Anadolu Üniversitesi İktisadi ve İdari Bilimler Fakültesi öğretim üyesi Prof. Dr. Mustafa Özer, "Üretim yapmadan üç yılda yüzde 5 büyüme mümkün değil. TÜİK ne yazık ki özellikle açıkladığı büyüme, enflasyon ve işsizlik oranları gibi verilerle toplumun her kesiminde güven erozyonuna uğrayan bir kurum haline getirilmiştir" düşüncesini dile getirdi. 

Özer, Cumhuriyet Gazetesi'nden Şehriban Kılıç'a açıklamalarda bulundu. Özer orta vadeli programda (OVP) 2021 yılı dolar kuru 8.30 TL tahmin edilirken enflasyonun yüzde 16.2 olmasını beklemenin saflık olacağı yorumunu yaptı. Üretici fiyat endeksindeki artışların süreklilik kazandığını, bunun bir süre sonra vatandaşa  zam olarak yansıyacağını ve toplumdaki yoksullaşmanın hızlanacağını vurguladı. “Gördüğüm en büyük risk, Merkez Bankası’na faiz oranlarını düşürme yönünde yapılacak siyasi baskılar ile onun tetikleyeceği kur şoklarıdır” diyen Özer açıklamalarına şöyle devam etti:

''Fakirleştirici hatta gelir dağılımını daha bozucu etkisi olan bir büyüme''

-2022-2024 dönemini kapsayan OVP yayımlandı. Nasıl değerlendiriyorsunuz?

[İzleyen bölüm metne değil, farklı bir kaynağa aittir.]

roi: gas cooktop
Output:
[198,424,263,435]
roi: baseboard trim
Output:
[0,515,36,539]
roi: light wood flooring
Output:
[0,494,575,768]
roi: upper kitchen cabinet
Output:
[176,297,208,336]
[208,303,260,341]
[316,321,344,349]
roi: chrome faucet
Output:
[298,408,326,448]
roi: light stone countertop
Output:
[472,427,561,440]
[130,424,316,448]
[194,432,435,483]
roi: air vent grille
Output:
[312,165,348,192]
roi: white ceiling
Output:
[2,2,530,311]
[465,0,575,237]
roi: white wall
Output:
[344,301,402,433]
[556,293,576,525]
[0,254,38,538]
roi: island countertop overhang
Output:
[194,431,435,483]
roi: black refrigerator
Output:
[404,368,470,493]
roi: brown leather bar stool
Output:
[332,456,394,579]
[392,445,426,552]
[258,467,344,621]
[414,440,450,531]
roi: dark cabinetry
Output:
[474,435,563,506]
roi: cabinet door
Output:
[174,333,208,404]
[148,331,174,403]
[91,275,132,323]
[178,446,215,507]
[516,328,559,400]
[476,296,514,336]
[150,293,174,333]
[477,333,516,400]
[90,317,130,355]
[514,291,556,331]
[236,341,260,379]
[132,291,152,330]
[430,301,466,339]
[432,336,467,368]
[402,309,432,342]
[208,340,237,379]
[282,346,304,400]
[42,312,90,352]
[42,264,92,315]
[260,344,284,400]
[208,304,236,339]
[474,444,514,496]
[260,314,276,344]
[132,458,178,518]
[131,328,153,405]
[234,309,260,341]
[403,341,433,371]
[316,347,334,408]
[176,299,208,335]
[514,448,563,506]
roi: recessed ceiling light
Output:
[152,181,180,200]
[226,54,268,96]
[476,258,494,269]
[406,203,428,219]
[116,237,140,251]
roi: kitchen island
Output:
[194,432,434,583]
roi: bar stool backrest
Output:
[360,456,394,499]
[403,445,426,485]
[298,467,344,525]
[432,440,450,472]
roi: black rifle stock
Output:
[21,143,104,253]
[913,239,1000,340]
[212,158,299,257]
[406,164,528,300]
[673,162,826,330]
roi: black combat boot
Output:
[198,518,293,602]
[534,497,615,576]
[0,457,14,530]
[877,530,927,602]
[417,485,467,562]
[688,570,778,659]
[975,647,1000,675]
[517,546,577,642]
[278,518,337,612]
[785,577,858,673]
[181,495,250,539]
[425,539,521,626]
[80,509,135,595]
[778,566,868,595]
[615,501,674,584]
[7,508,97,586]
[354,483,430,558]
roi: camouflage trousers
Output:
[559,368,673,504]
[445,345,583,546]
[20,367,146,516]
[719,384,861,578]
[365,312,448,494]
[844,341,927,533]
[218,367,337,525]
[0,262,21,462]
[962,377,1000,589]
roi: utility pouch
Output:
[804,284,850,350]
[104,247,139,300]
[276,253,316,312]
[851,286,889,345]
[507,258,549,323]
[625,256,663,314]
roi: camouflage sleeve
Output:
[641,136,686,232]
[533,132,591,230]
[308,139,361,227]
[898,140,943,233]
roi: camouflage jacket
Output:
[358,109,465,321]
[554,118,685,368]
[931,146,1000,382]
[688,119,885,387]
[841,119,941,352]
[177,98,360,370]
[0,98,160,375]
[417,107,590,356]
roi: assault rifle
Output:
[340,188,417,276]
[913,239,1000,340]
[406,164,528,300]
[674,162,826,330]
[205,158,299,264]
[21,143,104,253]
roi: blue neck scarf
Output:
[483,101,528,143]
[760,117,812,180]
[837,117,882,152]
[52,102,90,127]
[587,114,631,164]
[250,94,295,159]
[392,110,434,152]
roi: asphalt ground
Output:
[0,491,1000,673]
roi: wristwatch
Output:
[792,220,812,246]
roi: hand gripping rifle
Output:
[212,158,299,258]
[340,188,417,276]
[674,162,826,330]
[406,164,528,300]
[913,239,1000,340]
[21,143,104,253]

''Üretim yapmadan üç yılda yüzde 5-5.5 büyüme mümkün değil. Zaten geçmiş dönem büyümelerine de baktığınızda mehter takımı gibiydik, bir ileri iki geri gitmişiz. 2021 yılı dolar kuru 8.30 TL tahmin edilirken enflasyonun yüzde 16.2 olmasını beklemek saflık olur. Bu tamamen piyasa beklentilerini yönlendirmeye dönük ve olası bir seçime doğru piyasa beklentilerini olumluya çevirmeye dair iyi bir malzeme olarak kalacak.''

''Faiz indirilsin’ baskısı büyük risk''

Yılsonu, büyüme, işsizlik, enflasyon, faiz, kur öngörüleriniz nelerdir? Bu alanlarda ne tür riskler görüyorsunuz?

''Büyüme konusunda beklentim, yüzde 8 ile yüzde 9 arasında bir orandır. Gerçek işsizlik oranının yüzde 20’lerin üzerinde kalacağını düşünüyorum. Enflasyon beklentim ise en az yüzde 17. Kur ise ABD doları 8.50’nin üzerinde, Avro ise 10.30’un üzerinde olacaktır. Gördüğüm en büyük risk, Merkez Bankası’ına faiz oranları yönünde düşürme yönünde yapılacak siyasi baskılar ile onun tetikleyeceği kur şoklarıdır. Çünkü Türkiye’de kur değişmelerinin enflasyona geçişinde bir asimetri vardır. TL değer kayıpları kısa zamanda ve önemli ölçüde fiyatlara yansırken, TL’nin değer kazanması benzer etkileri yaratmamaktadır. Ayrıca, daha fazla büyümek için daha fazla ithalat ve daha fazla dış kaynağa gereksinim olduğu için, cari açıkta da, beklentilerin aksine, yılın ikinci yarısında artış beklemekteyim. Kaldı ki, turizm gelirlerini de beklenen kadar olamayacağı yönünde güçlü kanıtlar var. Bu da bu değişkenlerle ilgili beklentileri değiştirecek bir gelişmedir.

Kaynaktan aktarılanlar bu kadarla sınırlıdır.